# I'm a Newbie



## DeathTouch (Sep 6, 2005)

Hello, I am new here. I love the forum, and just signed up. Hope to meet lots of new friends here.


----------



## ScareFX (Aug 18, 2004)

You been hittin' the bottle again DT? LOL :googly:


----------



## Lagrousome (Apr 12, 2007)

You're crackin' me up!!!! Stop it!!!!


----------



## DeathTouch (Sep 6, 2005)

Hey, wait a min.. You are suppose to greet me with a smile and etc. I'm a newbie, damn it. LOL


----------



## ScareFX (Aug 18, 2004)

Welcome. 

LOL


----------



## slimy (Jul 12, 2006)

Actually, you are not welcome at all. 

In fact, I'm arranging a meeting with Zombie-f to have people like you removed.

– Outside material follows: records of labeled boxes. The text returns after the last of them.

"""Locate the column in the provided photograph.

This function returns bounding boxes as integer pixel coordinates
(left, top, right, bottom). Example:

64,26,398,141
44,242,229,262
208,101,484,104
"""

We do have our standards, you know.


----------



## ScareShack (May 26, 2006)

welcome, I quess...lol.
did u forgot to intro. urself many posts ago?
arnt u that famed wrestler guy......


----------



## ScareShack (May 26, 2006)




----------



## DeathTouch (Sep 6, 2005)

Maybe I just need a hug?


----------



## DeathTouch (Sep 6, 2005)

You guys are so mean to the new people... I can't believe it. It isn't like I am trying to sell Halloween Insurance. LOL


----------



## Frighteners Entertainment (Jan 24, 2006)

Things like this wouldn't happen to you if you didn't wear your underwear on the outside of your pants.


----------



## DeathTouch (Sep 6, 2005)

Does that all go for wearing it around my head?


----------



## ScareShack (May 26, 2006)

DeathTouch said:


> Does that all go for wearing it around my head?


YES! goes for wearing them on ur head as well. Do u really want these fine people to see u doing that.


----------



## DeathTouch (Sep 6, 2005)

I am good with that. Love they Neighbor. Even if he has soiled undewear on this head.

You guys really suck when it comes to the welcome wagon.


----------



## ScareShack (May 26, 2006)

DeathTouch said:


> You guys really suck when it comes to the welcome wagon.


aint my fault u guys ran we over with ur wagon and are dragging me around.


----------



## scareme (Aug 29, 2006)

Welcome newby. Here's your hug and kiss, now get your ass back to work.


----------



## Moon Dog (Oct 3, 2006)

New to the site like Vampires are new to drinking blood...


----------



## Wyatt Furr (Jun 5, 2006)

Ok, the soiled underwear on the head ,is the wierdest Halloween costume I have ever seen. Maybe, its a midwest thing.....


----------



## Lagrousome (Apr 12, 2007)

Welcome DT! Have you done any prop making b-4? LOL
Oh, and BTW, no hugs until you have posted at least 10 times! We don't just hug ANYBODY around here!


----------



## DeathTouch (Sep 6, 2005)

Thank you for all for your kind responses. It brings a tear to my eye.

Yes, Lagrousome. I have messed around with making Halloween stuff, but still have not got the knack. But one day with all of you guys help, I will. Thank you again.


----------



## Moon Dog (Oct 3, 2006)

Happy to help!


----------



## Ghostess (Aug 21, 2005)

Awwww.... Poor DT, gettin' picked on and all when he just needs some Love. 

*smiling sweetly whilst holding a machete behind back*

Come here DT... I'll give you a hug.


----------



## DeathTouch (Sep 6, 2005)

Ghostess said:


> Awwww.... Poor DT, gettin' picked on and all when he just needs some Love.
> 
> *smiling sweetly whilst holding a machete behind back*
> 
> Come here DT... I'll give you a hug.


You are so kind to me. Thank you! Why can't there be more members like you here?


----------



## Death's Door (Mar 22, 2006)

Are you trying to reinvent yourself? Is this how it's done?


----------



## DeathTouch (Sep 6, 2005)

Yes. Kind of like Coke Edge, Batman returns, Willy Wonka. Now I just need the solid Gold dancers to introduce me.


----------



## pyro (Oct 7, 2006)

hi DT welcome


----------